Aragorn gli raccontò che quel destriero giunse a palazzo qualche giorno dopo la sua nascita, non era accompagnato da nessuno se non da una piccola pergamena che recava il nome del sovrano del Reame Boscoso.
Il Principe fissò la sella al dorso del destriero e vi salì in groppa.
"Bene Ombra, andiamo!" esclamò Eldarion facendo schioccare le redini.
Il cavallo partì al galoppo superando alcune guardie, che ignorarono il suo passaggio.
Naturalmente i soldati notarono immediatamente la sua piccola fuga, si guardarono e scoppiarono a ridere, seguendo con lo sguardo il Principe che correva lontano.
Il giovane credeva di essere silenzioso come la notte, ma la sua abilità non era minimamente paragonabile a quella del Re suo padre che sgattaiolava via senza essere visto.
Naturalmente i genitori del Principe erano a conoscenza delle due fughe notturne, Aragorn stesso lo aveva seguito un paio di volte, così da assicurarsi che il figlio non stesse compiendo qualche atto degno di rimprovero.
Eldarion si reca sempre al margine del bosco, dove gli elfi passavano la maggior parte del tempo e dove la loro luce era più forte.

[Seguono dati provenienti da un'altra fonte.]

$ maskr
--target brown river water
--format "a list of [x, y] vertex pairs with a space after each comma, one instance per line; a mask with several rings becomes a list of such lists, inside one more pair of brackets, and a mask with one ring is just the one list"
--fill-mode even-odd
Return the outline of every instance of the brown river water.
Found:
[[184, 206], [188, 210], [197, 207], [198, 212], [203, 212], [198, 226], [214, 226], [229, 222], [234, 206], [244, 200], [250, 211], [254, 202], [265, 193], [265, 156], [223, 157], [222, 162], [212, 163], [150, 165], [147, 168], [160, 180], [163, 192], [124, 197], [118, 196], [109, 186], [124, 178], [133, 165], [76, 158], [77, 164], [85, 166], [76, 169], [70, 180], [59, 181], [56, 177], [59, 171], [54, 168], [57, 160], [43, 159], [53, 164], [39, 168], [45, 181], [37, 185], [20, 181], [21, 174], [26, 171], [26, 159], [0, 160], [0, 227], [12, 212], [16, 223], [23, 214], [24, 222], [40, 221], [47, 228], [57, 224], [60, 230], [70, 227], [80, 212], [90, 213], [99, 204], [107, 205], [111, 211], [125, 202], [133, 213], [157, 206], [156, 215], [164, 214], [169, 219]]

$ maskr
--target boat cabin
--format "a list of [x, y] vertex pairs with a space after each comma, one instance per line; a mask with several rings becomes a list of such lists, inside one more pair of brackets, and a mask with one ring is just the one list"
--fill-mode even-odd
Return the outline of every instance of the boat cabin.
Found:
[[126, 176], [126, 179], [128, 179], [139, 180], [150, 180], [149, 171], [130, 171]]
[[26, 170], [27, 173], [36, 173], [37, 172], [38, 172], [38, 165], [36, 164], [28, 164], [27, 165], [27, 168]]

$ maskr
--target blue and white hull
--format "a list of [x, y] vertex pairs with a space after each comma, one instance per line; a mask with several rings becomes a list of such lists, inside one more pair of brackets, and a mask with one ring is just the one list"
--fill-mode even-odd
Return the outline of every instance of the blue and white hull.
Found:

Ombra correva veloce lungo le strade deserte, gli zoccoli schioccavano contro i ciottoli producendo piccole scintille che si spensero immediatamente toccarono terra.
Impiegarono poco per raggiungere il grande bosco che si apriva innanzi alla cittadella.
"Rimani qui," ordinò il Principe, sapendo che l'animale non si sarebbe mai allontanato senza di lui.
Eldarion sorrise e corse all'interno del bosco, seguendo un sentiero di sua pure immaginazione.
Con un balzo afferrò un basso ramo e con l'agilità tipica degli elfi si arrampicò sul grande albero che aveva di fronte, raggiungendone la cima con poche falcate.
Rimase in piedi su un ramo dalla forma circolare e, portandosi le mani a coppa dietro alle orecchie si mise in ascolto del bosco.
Gli animali notturni erano a caccia.
La luna piena risplendeva alta nel cielo, baciando la pelle del giovane uomo.
Un soffio d vento lo colpì alle spalle, i corti capelli neri gli caddero davanti agli occhi azzurri, accecandolo per qualche istante.
"Questa notte il bosco è silenzioso," sussurrò una voce profonda che fece sobbalzare Eldarion.
Il giovane arretrò, completamente dimentico di dove si trovasse.
Il piede destro cadde nel vuoto e lui si sbilanciò, rischiando di cadere al suolo. Una mano grande e pallida gli afferrò il polso, riportandolo al sicuro.
"Grazie!" esclamò subito il Principe, rivolgendo lo sguardo verso il basso, rendendosi conto di quanto avesse rischiato.
Sollevò lo sguardo ed i suoi occhi incontrarono la figura di un giovane elfo.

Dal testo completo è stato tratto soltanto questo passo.